Advertisement

A Fierce Portrait of Northeast Painted by Troubled Characters

Share
TIMES STAFF WRITER

A dying and empty Boston aesthete takes his halfhearted girlfriend on a trip to Europe, which she barely appreciates. Bob Darling had picked up the girl on the Boston subway and grows to detest her and how little she appreciates his good taste. “She had never heard of Pere-Lachaise. She knew only vaguely of Jim Morrison. Her ignorance was vast, ecumenical.” He rues her and all his days, lusting only for one good meal on a fast French train. And she spoils even that.

A mourning party gathers at a bungalow court in the Maine woods to remember a long-gone daredevil of a young man. Buck has become a mythic figure, bringing out “the loyalty people felt toward the wild things of Black Island: the sour berries on the barrens, the lobsters crawling in the cold ocean, the granite cliffs that cracked boats like eggshells and dropped yellow-slickered fishermen into the water.” Present are the two mothers of his children and his disturbed dad. A bad dog nips at a child. After many drinks and bad food, the mother runs off to collect her son’s ashes.

At the insistence of his frail wife, an old man packs his paintings and his journals, preparing for a nursing home. He reads the letters of his long-departed troubled daughter; attends a funeral, forgetting exactly who has died; fingers his old pipe, longing for old pleasures. A dish of ice cream sets off a reverie: “He wanted to live in the same way he wanted to remain at table, not because he was starving, or craved a sweet at the end, but because he took pleasure in living.”

Advertisement

Stories Grab, Gather Force

Weird, slightly cracked, yet chiseled and often luminous, Carolyn Cooke’s debut collection of short fiction grabs you right away, gathers force and leaves little holes in your heart.

These are spare, linked stories of ruin, broken families and angled loneliness. The characters are boozy and often in real pain. Many center on odd relationships, of in-laws and former loves, of chilly husbands and wives and children estranged from parents. They ring with gunshots, failed suicides and cracked bones. To use one of the author’s favorite words, they are pungent.

Most are set either in Boston amid “the grays and browns and bricks of the little Puritan city” or rural Maine. There are glimpses of the old statehouse, whiffs of drab, strait-laced New England, references to Sargeant and the classic authors. Some of the rural stories are about poor woodland folks, ice fishermen and house builders, smoldering with rage at circumstances and at “the Bostons,” as they call the city folk who on their summer jaunts wreak havoc on their land and their lives.

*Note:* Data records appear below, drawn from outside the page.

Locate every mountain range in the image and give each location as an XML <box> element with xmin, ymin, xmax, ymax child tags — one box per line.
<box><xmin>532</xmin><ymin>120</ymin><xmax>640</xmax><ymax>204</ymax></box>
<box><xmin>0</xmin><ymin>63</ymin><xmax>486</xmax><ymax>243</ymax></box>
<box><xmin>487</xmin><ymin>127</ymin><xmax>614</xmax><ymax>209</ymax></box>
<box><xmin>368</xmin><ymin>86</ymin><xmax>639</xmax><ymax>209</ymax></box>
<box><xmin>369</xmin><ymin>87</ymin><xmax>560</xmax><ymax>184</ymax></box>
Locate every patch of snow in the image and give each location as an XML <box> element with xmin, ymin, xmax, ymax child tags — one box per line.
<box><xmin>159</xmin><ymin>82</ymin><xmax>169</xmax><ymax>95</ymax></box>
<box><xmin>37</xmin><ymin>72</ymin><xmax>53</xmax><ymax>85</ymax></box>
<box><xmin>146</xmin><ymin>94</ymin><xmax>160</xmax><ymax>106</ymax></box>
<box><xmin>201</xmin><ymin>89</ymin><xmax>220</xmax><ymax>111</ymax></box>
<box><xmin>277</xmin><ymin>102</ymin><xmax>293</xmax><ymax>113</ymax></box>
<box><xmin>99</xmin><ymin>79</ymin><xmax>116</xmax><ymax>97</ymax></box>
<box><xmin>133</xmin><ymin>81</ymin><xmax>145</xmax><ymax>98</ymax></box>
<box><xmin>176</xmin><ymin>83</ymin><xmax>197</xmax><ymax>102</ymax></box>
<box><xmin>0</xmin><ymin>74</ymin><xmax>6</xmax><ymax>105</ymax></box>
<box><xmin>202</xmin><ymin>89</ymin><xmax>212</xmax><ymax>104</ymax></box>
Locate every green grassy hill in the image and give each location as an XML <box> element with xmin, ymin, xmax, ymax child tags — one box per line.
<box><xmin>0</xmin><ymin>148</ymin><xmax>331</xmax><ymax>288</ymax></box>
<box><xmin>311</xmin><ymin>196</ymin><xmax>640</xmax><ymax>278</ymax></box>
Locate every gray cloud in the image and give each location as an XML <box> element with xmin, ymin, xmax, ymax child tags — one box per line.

Cooke, a former writer for Penthouse who was raised in New England and now lives in Northern California, is interested in some subjects that lie outside the range of much precious, ego-besotted contemporary fiction. She writes with brutal sympathy for old people. Some of her stories are about the young. Like a latter-day Grace Paley, she addresses--of all amazing unspoken American things--class issues. Most of all, she has a strong woman’s eye and touch; her characters cook and feel twangs of desire; they despise and yet are drawn to relatives; they laugh in the teeth of hardship and tragedy.

Claustrophobic, Bleak

Perhaps her fictions are a little claustrophobic; they are shot full of bleak mordancy. Several of the nine stories feel underworked: “The Dirt Eaters” wants to be a riotous look at the family gathering of the unaccomplished, but it finally grates; “Black Book” is a sad pointillistic account of a joyless 50th-birthday party with a group of gay women in Venice Beach, but it feels slightly forced and underworked. Cooke’s voice can be smart, feeling and original, but narrow; all nine of these stories have a slightly familiar rhythm and sense of pacing and probably should be read in small doses.

The best stories--”Bob Darling,” “The Bostons,” “Twa Corbies” and “Girl of Their Dreams”--are fresh and fierce. Slowly, they create an unlikely and usually unsettling situation. They dart forward and backward in time and insist on an attentive reader, but they are rarely dense or strange merely for their own sake.

Advertisement

Cooke is an interesting writer who is somehow able to use simply etched prose to create an effect of thickness; as in much of the best short fiction, one can read deeply into what she leaves unsaid. She can be sarcastic, even harsh, but is never mean. Her best writing nails a pinched, painful world, one where good intentions, while clearly evident, hardly suffice, and where love exists, but a long time ago.